In light of the recent visit to Cuba of U.S. President Obama the message made was very clear that despite the effort to improve relations, communism would prevail in Cuba.

Raul Castro casts vote for his brother

“Castro’s surprise visit to the congress, coupled with his younger brother Raúl’s re-election as party leader, makes it clear that Cuba’s elder revolutionaries remain in charge. Raúl Castro is 84. Eighty-five-year-old José Ramón Machado remains second-in-command.”

Cuban news source Prensa Latina reports that Fidel spoke of many things, one of them being the survival of future generations and the risks to mankind.

“Who will feed the hungry people of Africa with no technology at their disposal, nor rain, nor dams or underground reservoirs other than those covered by sand? We’ll see what the governments that signed climate commitments will say.”

Capitol of Cuba, Old Havana
The debate between America and Cuban leaders has been over disagreements on a governing philosophy, between communism — which was largely criminalized by America’s politicians, and citizens during the Cold War — and Western democracy.

U.S. Congress refuses to lift the embargo placed on Cuba since 1960 in a battle of ideas against the Obama administration, and they were angered when the President began to reach out to Cuba’s leaders.

This was also the case among the leaders in Havana, as noted by The Inquisitr, when Fidel Castro would not meet with President Obama during his historic visit to Cuba.

The defiance against supporting a change in relations between the U.S. and Cuba was first apparent when the President acknowledged Raul Castro during a memorial for Nelson Mandela when he died in 2013. Obama made a speech which was apparently the cause for Republican senator Ted Cruz to leave the event.

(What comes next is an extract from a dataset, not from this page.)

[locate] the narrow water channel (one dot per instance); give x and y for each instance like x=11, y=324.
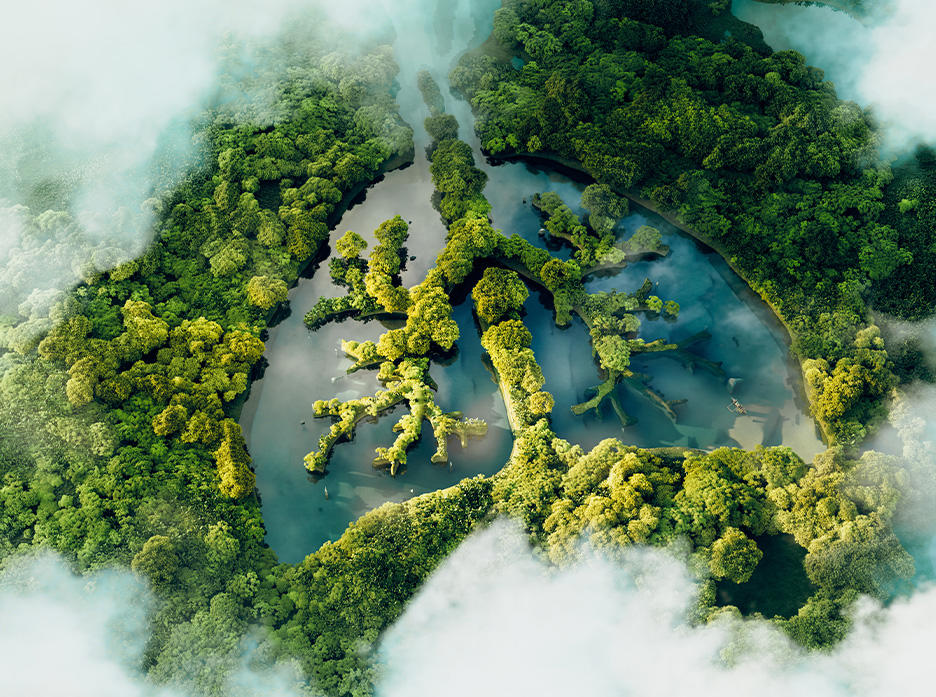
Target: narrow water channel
x=304, y=366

Since then, both Cruz and Marco Rubio have been very public about their thoughts against lifting the embargo and have stood at the front lines of the House Republican majority to prevent any legislation that would move towards that goal.

Despite this, Raul Castro has reason to allow the tension between both countries to soften, as Cuba’s economy appears to be in dire straits, and in need of an adjustment, and they are also long overdue for contemporary business structures.

Even with the new direction to allow new businesses in the region, a defiant Fidel Castro seemed to redirect the road into foggier territory.

New Indian Express, for instance, quoted Raul Castro when he pointed out the limits they’ll enforce on private businesses.

“The neo-liberal formulas that promote accelerated privatization of state assets and social services such as education, health and social security will never be applied under Cuban socialism.”

Many of the op-eds published on this meeting appear to suggest that this will be Fidel’s final appearance with the single party as he will be 90-years-old soon.

These meetings only take place twice in a decade and the last one was in 2011.

Fidel’s brother Raul is said to be more pragmatic in governing to encourage the relationship between the U.S. and Cuba to prosper. It is assumed that Fidel Castro might still have a hand in governing, and when he’s no longer around, one can only a guess how defiant the Cuban government will be.